Put the model file next to your handler: drop it into the editor's file tree (binary assets are stored byte-exact), or include it in the folder you inquir deploy. At runtime the file lives in /var/task alongside your code. Attach the py-onnxruntime layer in the Layers panel.

handler.py
import os, json
import numpy as np
import onnxruntime as ort

# Created once per cold start, reused by warm containers — not per request.
_MODEL = os.path.join(os.path.dirname(__file__), "model.onnx")
_session = ort.InferenceSession(_MODEL, providers=["CPUExecutionProvider"])
_input = _session.get_inputs()[0].name

def handler(event, context):
    raw = event.get("body")
    payload = json.loads(raw) if isinstance(raw, str) else (event or {})
    features = np.array(payload["features"], dtype=np.float32).reshape(1, -1)
    outputs = _session.run(None, {_input: features})
    return {
        "statusCode": 200,
        "body": json.dumps({"prediction": outputs[0].tolist()}),
    }

Create the inference session at module scope so that it loads once per cold start and is reused by warm containers (~5ms warm invokes) instead of loading on every request.

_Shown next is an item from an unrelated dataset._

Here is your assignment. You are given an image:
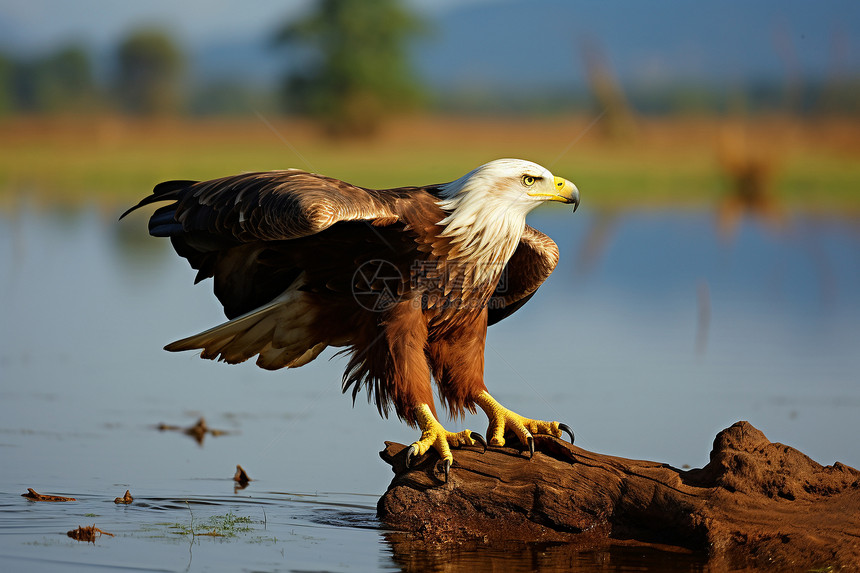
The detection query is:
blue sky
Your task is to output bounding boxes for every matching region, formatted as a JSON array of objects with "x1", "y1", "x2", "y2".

Memory, size & cold starts

  • The model must fit in the function's memory limit—256MB by default, configurable up to 2GB in the function settings.
  • The session loads on cold start; warm containers keep it in memory, so subsequent invokes skip the load.
  • Large models lengthen cold starts. Keep models small, or raise the memory limit and the timeout (5s by default, up to 15 minutes).

Other ML libraries

Beyond ONNX Runtime, attach py-scikit-learn for classic machine learning (load a fitted estimator and call predict) or py-onnx to build and inspect .onnx graphs. Any pure-Python or manylinux-wheel package can be added as a layer.